According to this invention, the foregoing and other objects are accomplished by mixing and cooling a petroleum oil stock, in a vessel or vessels for the required residence time and with the necessary stages to effect the desired wax crystal growth, by direct contact with boiling liquid refrigerant. Cooling is achieved by the injection of the liquid refrigerant into a horizontal vessel or vessels. The petroleum oil stock is fed into the crystallizer vessel or first vessel in a series at a temperature condition corresponding to that of complete solubility of the wax in the oil feed. A dewaxing solvent may be introduced in addition to the petroleum oil stock and dissolved therein. Agitation is applied by the boiling liquid refrigerant sufficient to permit substantially instantaneous mixing of the oil and solvent, and to achieve thorough heat and mass transfer between the two liquid surfaces. If desired, mechanical agitation may be utilized in conjunction with the agitation supplied by the boiling liquid refrigerant. Agitation is required to achieve heat transfer and offset the deleterious effects of local areas of shock chilling and failure to achieve a uniform cooling rate. With certain stocks or operations the quantity of boiling refrigerant to achieve the required heat removal may be inadequate to produce the needed agitation. Under these circumstances mechanical agitation would be employed to supplement that from the boiling refrigerant.
BRIEF DESCRIPTION OF THE DRAWINGS
FIG. 1 is a flow diagram of the dewaxing process.

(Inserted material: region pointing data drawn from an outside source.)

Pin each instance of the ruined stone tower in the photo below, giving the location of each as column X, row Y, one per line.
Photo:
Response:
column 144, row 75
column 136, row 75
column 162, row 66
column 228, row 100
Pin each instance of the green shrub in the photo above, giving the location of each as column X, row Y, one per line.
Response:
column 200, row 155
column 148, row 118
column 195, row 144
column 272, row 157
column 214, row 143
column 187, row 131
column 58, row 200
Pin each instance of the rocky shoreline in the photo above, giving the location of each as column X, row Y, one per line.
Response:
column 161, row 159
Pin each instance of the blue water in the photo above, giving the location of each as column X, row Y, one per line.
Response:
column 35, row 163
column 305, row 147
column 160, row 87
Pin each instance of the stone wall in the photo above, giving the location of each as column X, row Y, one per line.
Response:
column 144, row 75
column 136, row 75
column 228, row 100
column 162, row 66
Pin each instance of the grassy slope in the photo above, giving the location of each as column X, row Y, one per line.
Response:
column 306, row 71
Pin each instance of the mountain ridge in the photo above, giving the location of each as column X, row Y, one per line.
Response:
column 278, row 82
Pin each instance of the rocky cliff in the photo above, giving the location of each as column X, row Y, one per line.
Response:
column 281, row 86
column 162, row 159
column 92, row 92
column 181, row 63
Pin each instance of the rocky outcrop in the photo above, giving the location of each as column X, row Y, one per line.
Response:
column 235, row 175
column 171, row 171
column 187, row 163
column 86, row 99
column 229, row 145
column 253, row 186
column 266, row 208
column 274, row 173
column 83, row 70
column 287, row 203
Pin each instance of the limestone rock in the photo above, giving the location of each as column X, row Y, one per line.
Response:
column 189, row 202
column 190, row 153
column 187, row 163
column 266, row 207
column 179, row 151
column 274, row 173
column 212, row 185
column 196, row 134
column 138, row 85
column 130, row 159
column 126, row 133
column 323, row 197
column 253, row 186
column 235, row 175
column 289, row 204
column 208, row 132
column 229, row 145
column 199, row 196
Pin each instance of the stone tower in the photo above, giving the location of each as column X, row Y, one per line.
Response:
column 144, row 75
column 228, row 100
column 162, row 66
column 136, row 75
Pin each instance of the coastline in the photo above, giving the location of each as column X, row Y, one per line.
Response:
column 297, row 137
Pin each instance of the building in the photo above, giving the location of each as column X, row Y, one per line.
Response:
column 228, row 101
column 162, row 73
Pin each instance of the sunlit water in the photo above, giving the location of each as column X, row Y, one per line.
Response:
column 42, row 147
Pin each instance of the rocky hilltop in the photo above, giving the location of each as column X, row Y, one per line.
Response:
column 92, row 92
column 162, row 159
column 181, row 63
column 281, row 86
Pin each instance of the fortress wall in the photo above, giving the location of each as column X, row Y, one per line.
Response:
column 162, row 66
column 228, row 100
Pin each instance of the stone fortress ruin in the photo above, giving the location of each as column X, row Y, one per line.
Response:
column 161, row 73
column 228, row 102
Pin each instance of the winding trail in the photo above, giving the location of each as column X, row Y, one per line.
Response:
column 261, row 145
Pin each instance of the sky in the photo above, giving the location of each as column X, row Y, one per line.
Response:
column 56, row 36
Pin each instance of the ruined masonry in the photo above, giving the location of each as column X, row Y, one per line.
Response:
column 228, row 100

FIG. 2 is a detailed diagram of the crystallizer chamber contemplated in the present process.
DETAILED DESCRIPTION
Referring to FIG. 1, a petroleum distillate fraction is fed from the oil storage tank 1 through lines 2 and 8 into the crystallizer chamber 9. If desired, a dewaxing solvent may be added, being fed from the solvent storage tank 3 either through lines 4 and 5, where it is mixed with the oil feed in line 6, or through line 10 directly to the crystallizer 9. The oil, or the oil-solvent mixture, may also be heated in the heater 7 prior to entry into the crystallizer chamber 9 which may consist of one or more vessels. If more than one vessel is employed, these may be connected by piping in a parallel or series sequence. In the crystallizer chamber 9, the autorefrigerant is added through line 24 and inlet pipe 25, and the chamber is maintained at a pressure such that the autorefrigerant boils on contact with the oil feed stream therein. Vaporized autorefrigerant is withdrawn through line 14, pressurized, condensed and recycled through lines 24 and 25. The dewaxed oil-wax mixture or dewaxed oil-wax-dewaxing solvent mixture is withdrawn through line 15, and each component therein is separated therefrom. This may be accomplished by passing the dewaxed oil mixture into a means 28 for separation of the liquid and solid portions thereof. The solid portion, or wax slurry, then passes through line 30 into a high pressure flash tower 32, for separation of autorefrigerant, and then into a low pressure flash tower 39 for separation of the dewaxing solvent. The final wax product may then be recovered through line 42, or may be subjected to further purification if desired. The liquid portion recovered from the separation means 28 passes through line 29 into a high pressure flash column 31 for separation of autorefrigerant, and then into low pressure flash tower 38 for separation of the dewaxing solvent. The final dewaxed oil product may then be recovered through line 43, or may be subjected to further purification if desired. Autorefrigerant recovered from these flash towers is condensed and recycled through line 37 to the autorefrigerant storage tank 23, and dewaxing solvent recovered from the flash towers is condensed and recycled through lines 48 and 50 to the solvent storage tank 3.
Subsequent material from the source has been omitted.